The Harry Ransom Center will host six scholars from the United Kingdom as part of the 2015-2016 International Placement Scheme conducted and funded by the UK’s Arts and Humanities Research Council (AHRC). The AHRC provides fellowships to doctoral students and early-career researchers from the United Kingdom to study at international libraries and research institutions. The Ransom Center is one of the seven host institutions for the program. The other institutions are the Library of Congress, the Huntington Library, Japan’s National Institute for the Humanities, China’s Shanghai Theatre Academy, the Smithsonian Insitution, and the Yale Center for British Art.
The AHRC’s program provides scholars with access to renowned research collections and expertise, enhances the depth, range, and quality of research activities, and enables networking with other international scholars.
The AHRC recently announced the names of six academics who will conduct research at the Ransom Center for residences of two or three months. The scholars’ projects are as diverse as the Ransom Center’s holdings. Projects include:
- Alison Clarke, University of Liverpool: “Art Dealing, Authenticity and Attribution in the Harry Ransom Center Archives.”
- Marc Farrant, Goldsmiths College: “Literary Life: A study of Coetzee’s relation to Beckett in the Collections of Beckett and Coetzee at the Harry Ransom Center.”
- Natalie Ferris, University of Oxford: “‘Ludic Passage’: Abstraction in Post War British Literature.”
- Evelyn Heinz, Birkbeck College: “A study of the John Rodker Papers at the Harry Ransom Center.”
- Helen Stevens, King’s College London: “William Wetmore Story and His Friends: Writing sculpture and sculpting writing in mid nineteenth-century Rome.”
- Rachel Wallace, Queen’s University of Belfast: “‘Gay is Good’: Gay Rights and Social Justice in Belfast and Boston post-1945.”

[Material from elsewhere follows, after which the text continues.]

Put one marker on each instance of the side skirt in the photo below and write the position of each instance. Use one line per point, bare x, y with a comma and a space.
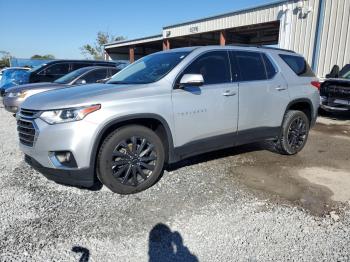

For the scholars, researching at the Ransom Center will provide them access to primary source materials and collections that relate to their work. “The Harry Ransom Center holds an invaluable collection of letters by nineteenth-century artist Charles Fairfax Murray and other correspondents associated with Agnew’s, the firm of art dealers at the focus of my Ph.D. research,” says fellowship recipient Alison Clarke. “At this stage in my research career, the fellowship is also a wonderful opportunity to exchange thoughts and ideas with other scholars from the U.S. and around the world: it could take my project in directions I had not previously even considered.”